README file for ssh-spawner
================================
Paul H. Hargrove <PHHargrove@lbl.gov>
$Revision: 1.12 $

Configure Options:
  --disable-pdeathsig (auto-detect by default)
    On Linux, it is possible to request a signal be delivered to a
    process when its parent process dies.  This can be used by the
    ssh-based spawner to reduce the possibility of orphan (run away)
    processes in certain abnormal termination scenarios.  
    Because are 2.4.x versions of Linux on which use of this option
    can lock up the machine (as the result of a kernel bug), this
    option is disabled for kernels prior to 2.6.0, and can also be
    explicitly disabled at configure time.

  --with-ssh-{cmd,options,nodefile,rate}=<VALUE>
    These control the default values used when the corresponding
    environment variables are not set.  These environment variables
    are documented below.

  --with-ssh-topology={flat,nary[:<N>]} (default is "flat")
    This sets the topology used for the ssh connections.

    The value "flat" uses an implementation in which the initial
    "master" process is NOT a GASNet process, but is the parent
    of ALL of the ssh processes.  This approach is not scalable
    due to the number of TCP sockets required.  However, if run
    from a "service node" it is usable even when ssh among the
    compute nodes is not possible.

    The value "nary" uses a tree with GASNet node 0 as the root
    and a default out-degree set by the optional suffix.  For
    instance "nary:2" uses a binary tree.  This implementation
    is more scalable (in both time and sockets) than the "flat"
    one, but requires that ssh among compute nodes is permitted.
    There is still a "master" process that is the parent of
    GASNet node 0, allowing for the possibility that the job is
    started on a "service node".

Environment Variables: (may be controlled by a wrapper script)


+ A list of hosts is specified using either the GASNET_SSH_NODEFILE
  or GASNET_SSH_SERVERS environment variables.
  If set, the variable GASNET_SSH_NODEFILE specifies a file with one
  hostname per line.  Blank lines and comment lines (using '#') are
  ignored.  For sites using a static hosts file, a default may be
  set for this variable at configure time using the option
  --with-ssh-nodefile=<FILENAME>.
  If set, the variable GASNET_SSH_SERVERS itself contains a list of
  hostnames, delimited by commas or whitespace.
  If both are set, GASNET_SSH_NODEFILE takes precedence.
  Note that if starting a job via upcrun or tirun, these variables
  may be set for you from other sources.
  The following environment variables set by supported batch systems
  are also recognized if the GASNET_* variables are not set:
    PBS:    PBS_NODEFILE
    LSF:    LSB_HOSTS
    SGE:    PE_HOSTFILE
    SLURM:  Use `scontrol show hostname` if SLURM_JOB_ID is set

+ The environment variable GASNET_SSH_CMD can be set to specify a
  specific remote shell (perhaps rsh), without arguments (see below).
  If the value does not begin with "/" then $PATH will be searched
  to resolve a full path.  The default value is "ssh", unless an
  other value has been configured using --with-ssh-cmd=<VALUE>.

+ The environment variable GASNET_SSH_OPTIONS can be set to
  specify options that will precede the hostname in the commands
  used to spawn jobs.  One example, for OpenSSH, would be
    GASNET_SSH_OPTIONS="-o 'StrictHostKeyChecking no'"
  The parsing of the value follows the same rules for quotes (both
  single and double) and backslash as most shells.  A default
  value may be configured using --with-ssh-options=<VALUE>.

+ The environment variable GASNET_SSH_REMOTE_RATE can be set to
  limit the number of ssh connections per second to any given
  host.
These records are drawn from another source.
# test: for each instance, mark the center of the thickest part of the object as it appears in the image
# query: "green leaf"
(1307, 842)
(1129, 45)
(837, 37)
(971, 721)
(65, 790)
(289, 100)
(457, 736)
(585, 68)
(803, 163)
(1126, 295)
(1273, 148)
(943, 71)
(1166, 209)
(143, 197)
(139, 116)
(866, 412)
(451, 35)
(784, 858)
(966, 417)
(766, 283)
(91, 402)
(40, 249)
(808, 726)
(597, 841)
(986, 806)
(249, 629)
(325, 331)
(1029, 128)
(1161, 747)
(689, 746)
The value 0 means no limit is imposed.
  Default value is 20.

+ The environment variable GASNET_SSH_REMOTE_PATH can be set to
  specify the working directory (defaults to current).

+ Users of OpenSSH should NOT add "-f" to GASNET_SSH_OPTIONS.  Doing
  so causes the spawner to mistakenly believe that a process it
  spawned has exited.
  However, if agent forwarding or X11 forwarding are normally
  enabled in your configuration, "-a" and "-x" can be used with
  OpenSSH to disable them and speed the connection process (except
  where the agent forwarding is needed for authorization).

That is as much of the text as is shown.